Philippe (essayant de ne pas trop se tacher) : Omar ?

Mélanie (dans un soupir rêveur) : Qui d’autre ? Quel homme, tu ne trouves pas ?

Philippe (un peu jaloux mais honnête) : Si, quelqu’un de très généreux, je suis ravi de le connaître.

Mélanie (baillant doucement) : Je suis épuisée, je crois que je vais mourir un peu. Merci pour le calin, Philippe. À bientôt.

Philippe (murmurant) : À bientôt ?

Mélanie (dans un souffle endormi) : Oui, on se retrouvera bientôt dans le trou, au fond du jardin. On aura tout le temps... de faire... plus ample connaissance...

Philippe reste quelques secondes puis se lève et sort de la chambre. Il récupère les bières et descend l’escalier. Le salon est vide et il entre dans le garage d'où viennent des bruits étranges. Sur un grand établi se trouve Jérome, que Omar scie.

Omar (souriant à l’arrivée de Philippe) : Ha, alors ce petit tête à tête ?

Philippe (une bière dans chaque main) : C’était pas si mal, je crois qu’elle est d’accord pour qu’on se revoie, elle m’a dit à bientôt.

Omar (détachant la jambe droite du corps de Jérome) : Tant mieux, je suis fier de toi, Philippe.

Philippe (souriant gauchement) : Une bière ?

Omar (s’essuyant les mains et approchant) : Tu as ouvert mon frigo ?

Philippe (tendant l’une des bouteilles) : Je cherchais une bière, je digère mal le champagne à cause des bulles.

Omar (s’asseyant sur une table et décapsulant) : Tu as bien fait. Il est bientôt minuit, au fait. Joyeux Noël.

Philippe (trinquant avec Omar) : Joyeux Noël.

Ils boivent, assis côte à côte dans le garage, en silence.

Philippe (poussé par la curiosité) : Pourquoi toute cette soirée ?

Omar (entre deux gorgées) : Pour refaire le plein. Je suis un cannibale, Philippe.
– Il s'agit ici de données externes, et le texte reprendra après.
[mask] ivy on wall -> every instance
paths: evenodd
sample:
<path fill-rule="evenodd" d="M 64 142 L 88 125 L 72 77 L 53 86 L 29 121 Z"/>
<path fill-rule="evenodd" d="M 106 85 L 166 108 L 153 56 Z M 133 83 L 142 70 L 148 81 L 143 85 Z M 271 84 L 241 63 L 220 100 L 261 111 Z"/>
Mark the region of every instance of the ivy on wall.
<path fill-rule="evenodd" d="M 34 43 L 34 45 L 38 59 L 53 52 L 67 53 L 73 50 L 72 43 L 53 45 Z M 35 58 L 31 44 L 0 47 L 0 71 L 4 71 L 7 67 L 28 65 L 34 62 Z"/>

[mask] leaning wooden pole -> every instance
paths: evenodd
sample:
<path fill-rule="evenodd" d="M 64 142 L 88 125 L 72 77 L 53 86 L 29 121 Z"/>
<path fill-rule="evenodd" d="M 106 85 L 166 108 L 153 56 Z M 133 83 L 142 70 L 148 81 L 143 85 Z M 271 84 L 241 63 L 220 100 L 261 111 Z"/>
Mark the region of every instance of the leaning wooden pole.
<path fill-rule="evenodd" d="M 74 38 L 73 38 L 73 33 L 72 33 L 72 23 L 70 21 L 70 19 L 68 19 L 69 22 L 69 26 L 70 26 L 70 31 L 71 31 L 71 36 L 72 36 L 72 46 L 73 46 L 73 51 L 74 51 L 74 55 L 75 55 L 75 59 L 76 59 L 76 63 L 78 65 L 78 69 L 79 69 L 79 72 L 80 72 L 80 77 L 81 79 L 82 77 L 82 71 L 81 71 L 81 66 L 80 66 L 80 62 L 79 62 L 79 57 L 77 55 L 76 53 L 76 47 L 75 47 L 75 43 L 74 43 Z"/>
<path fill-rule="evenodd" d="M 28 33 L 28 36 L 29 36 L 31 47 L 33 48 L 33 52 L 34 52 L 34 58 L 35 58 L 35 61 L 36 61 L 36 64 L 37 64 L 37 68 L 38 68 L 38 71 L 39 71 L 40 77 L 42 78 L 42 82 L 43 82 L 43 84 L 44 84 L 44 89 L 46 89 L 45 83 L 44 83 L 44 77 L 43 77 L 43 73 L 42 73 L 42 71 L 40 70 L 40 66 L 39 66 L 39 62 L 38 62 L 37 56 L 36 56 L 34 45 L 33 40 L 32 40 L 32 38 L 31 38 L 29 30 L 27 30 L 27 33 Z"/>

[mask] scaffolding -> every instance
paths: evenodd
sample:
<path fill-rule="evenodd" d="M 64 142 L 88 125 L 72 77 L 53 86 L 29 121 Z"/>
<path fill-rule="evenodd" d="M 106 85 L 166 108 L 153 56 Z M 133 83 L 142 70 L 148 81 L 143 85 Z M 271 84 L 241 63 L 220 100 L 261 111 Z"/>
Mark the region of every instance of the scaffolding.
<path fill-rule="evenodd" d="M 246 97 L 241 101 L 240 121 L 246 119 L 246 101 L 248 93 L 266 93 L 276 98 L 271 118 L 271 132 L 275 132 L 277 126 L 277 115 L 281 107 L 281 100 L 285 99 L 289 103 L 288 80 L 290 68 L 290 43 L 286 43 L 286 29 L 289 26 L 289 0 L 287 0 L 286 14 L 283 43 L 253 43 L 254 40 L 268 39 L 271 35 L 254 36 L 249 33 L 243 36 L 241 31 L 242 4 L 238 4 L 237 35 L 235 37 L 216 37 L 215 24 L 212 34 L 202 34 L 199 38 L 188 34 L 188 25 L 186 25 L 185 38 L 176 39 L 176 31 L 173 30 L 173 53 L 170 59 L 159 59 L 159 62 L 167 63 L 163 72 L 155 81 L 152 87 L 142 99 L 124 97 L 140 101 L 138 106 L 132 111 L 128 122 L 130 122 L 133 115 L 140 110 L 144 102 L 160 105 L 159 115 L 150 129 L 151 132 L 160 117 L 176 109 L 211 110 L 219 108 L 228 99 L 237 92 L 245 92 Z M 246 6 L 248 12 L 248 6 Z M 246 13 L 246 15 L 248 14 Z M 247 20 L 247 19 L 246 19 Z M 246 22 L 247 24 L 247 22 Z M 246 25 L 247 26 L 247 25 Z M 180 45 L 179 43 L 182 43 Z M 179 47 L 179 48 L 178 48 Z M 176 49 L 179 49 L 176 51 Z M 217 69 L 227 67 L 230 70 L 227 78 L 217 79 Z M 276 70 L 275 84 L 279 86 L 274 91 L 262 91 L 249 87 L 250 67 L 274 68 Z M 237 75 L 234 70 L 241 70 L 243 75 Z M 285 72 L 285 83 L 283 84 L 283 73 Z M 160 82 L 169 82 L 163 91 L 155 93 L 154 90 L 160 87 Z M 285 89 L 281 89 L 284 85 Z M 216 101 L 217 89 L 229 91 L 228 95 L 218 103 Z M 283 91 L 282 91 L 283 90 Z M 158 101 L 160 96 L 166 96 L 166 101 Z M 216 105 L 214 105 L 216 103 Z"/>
Philippe (faisant tourner sa bouteille entre ses mains) : Tu ne manges que de la viande humaine ?

Omar (pince sans rire) : Tu sais c’est varié la viande humaine, regarde, ce soir j’ai eu du poulet, de la dinde, du cochon, et puis, on peut peut-être même considérer que Marie-Garance compte pour un légume.

Jérome (s’esclaffant) : Hahaha, j’adore l’humour noir, je suis scié en deux.

Omar (reprenant plus sérieusement) : Hélas non, ce n’est pas si facile de se nourrir d’humain. C’est pour ça que j’organise ces soirées de Noël.

Philippe : Comment-ça ?

Omar : Si tu es assez seul et désespéré pour venir passer ton réveillon avec un bûcheron croisé une fois ou deux, c’est que tu n’as pas de famille ou d’ami, et que ta disparition sera moins vite remarquée. Et puis comme ça, je ne mange que des personnes qui ne manqueront pas à grand monde. Tant qu’à faire.

Philippe (admiratif) : Tu es vraiment quelqu’un de très généreux et d’altruiste.

Omar (ému) : Merci, mon cher Philippe, je t’ai gardé pour la fin parce que tu as vraiment été le meilleur. Je suis très heureux de t’avoir connu.

Philippe (touché par ce compliment) : Moi aussi, Omar, moi aussi. Et, avant que ça se termine, je voulais savoir…

Omar (serrant gentiment l’épaule de Philippe) : Comment j’allais te cuisiner, c’est ça ?

Philippe (hochant la tête) : Oui.

Omar (avec gourmandise) : Mon cher ami, pour toi, j’ai concocté ma meilleure recette, qui nous vient tout droit du pays basque. Je l’ai appelée le Philippe à l’Etchebest.